While circuit breakers are good, there's some things you should know. Since every time the breaker trips there's some arcing, eventually the breaker will wear out and stop working. Also, since it's depending on the bimetallic strip to heat up, many times the rated current of the circuit could pass through it for a brief period of time, which may cause problems with equipment powered on that circuit. This is why you still need surge protection or power conditioning.

When you go take a look at your circuit panel, you hope to see the names or symbols of the brands Murray, GE, or Square D. These are reputable companies that are still in business (at least in the USA). If you see FPE or Federal Pacific, you are living with circuit breakers that may not function properly.

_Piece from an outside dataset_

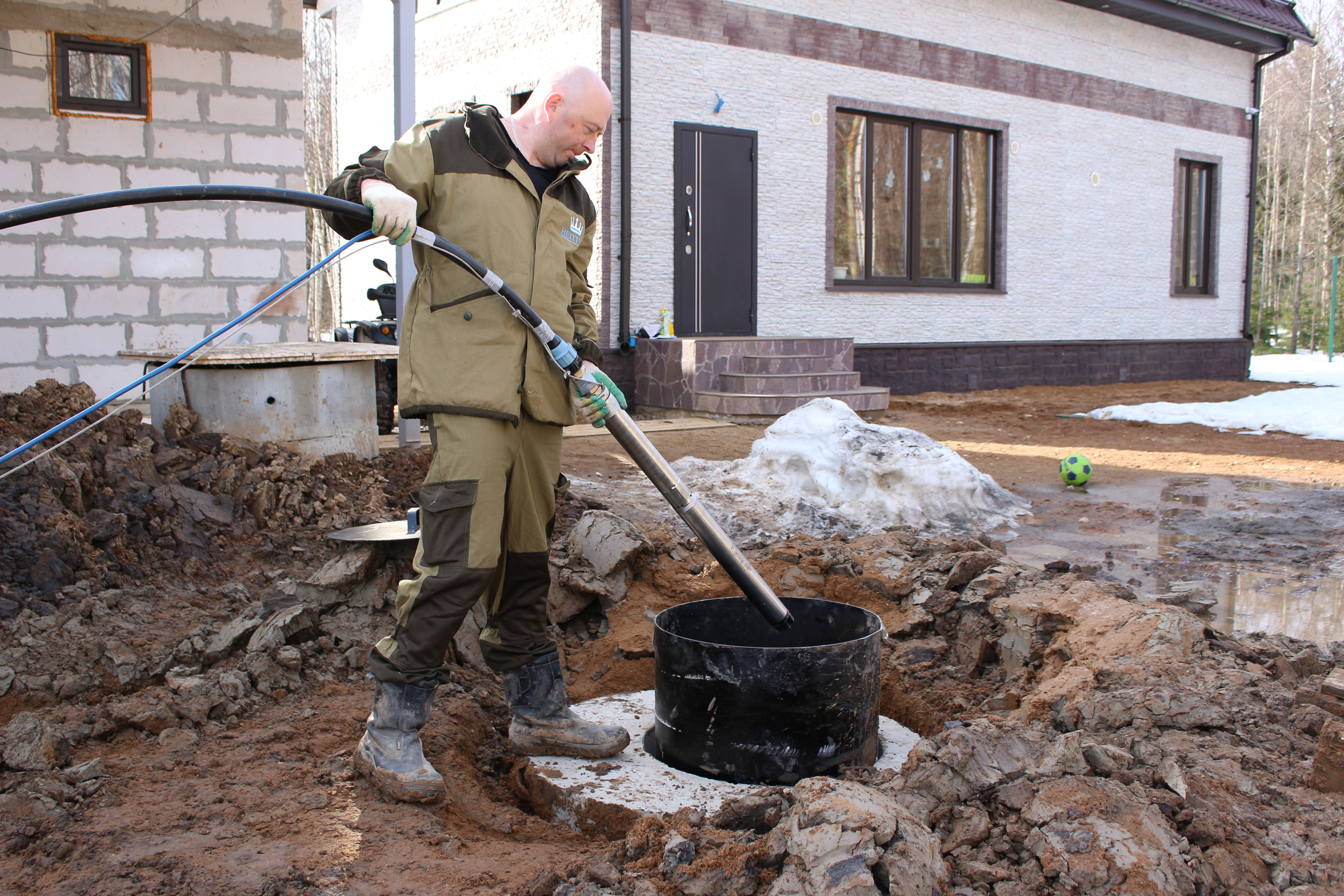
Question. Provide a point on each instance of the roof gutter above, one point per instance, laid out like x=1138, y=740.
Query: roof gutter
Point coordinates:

Federal Pacific Electrical went out of business in the early 80's because of a class-action lawsuit that resulted from a bunch of fires in commercial properties due to faulty circuit breakers. Even if the circuit breakers in your home aren't faulty, you can't get replacement parts. And at least one of them is probably faulty, because testing revealed as many as 1 out of every 10 breaker doesn't work properly.

You can get these dangerous circuit breakers changed for roughly $600 (labor and materials). It's a pretty straightforward replacment for electricians, as long as there's nothing else wrong.

Additionally, recent building codes specify AFCI breakers to the bedroom. Like GFCI receptacles/breakers for the bathrooms that protect against shock, AFCI breakers protect against arcing, which can cause fires.

Fellow noder Transitional Man (who actually has electrician experience) recommends Square D, Siemens (except for Pushamatic), and Cutler Hammer circuit breakers.

A standard household 110V or 220V circuit breaker is a relatively simple device, it breaks the circuit by pulling the electric contacts apart. Low household voltage generally won't create a persistent spark across a small air gap. However, power transmission lines operate at hundreds of thousands of volts, and they need circuit protection, too. A small air gap isn't going to stand in the way of a very large potential voltage difference, it will ionize the air between the contacts and create a long-lasting spark to bridge the gap, which will severely damage the contacts.

Several methods are therefore used to safely break high-voltage circuits:

  • Oil-filled: Oil has a higher dielectric constant than air, so it is more resistant to spark formation.

  • Vacuum bottle: A spark requires some kind of medium to travel across, it cannot jump across a vacuum. However, very high voltages can vaporize some of the metal on the contacts themselves, creating a path to form a spark.

  • Compressed air: These work by blowing out the spark with a blast of compressed air, extinguishing it like a birthday candle.

  • Gas insulated: Similar to oil-filled, these are filled with a gas which has a high dielectric constant, usually SF6 (Sulfur Hexaflouride). Care must be taken to prevent the gas from escaping, as it is a greenhouse gas and harmful to the environment.

  • Air break: This version physically slides an insulating shield between the contacts to break the circuit.

High voltage circuit breakers are designed with a specific time delay based on the predicted magnitude of a short circuit and its distance down the power line. This is to ensure that problems in the line affect as small an area as possible. Only the closest breaker to the problem should trip.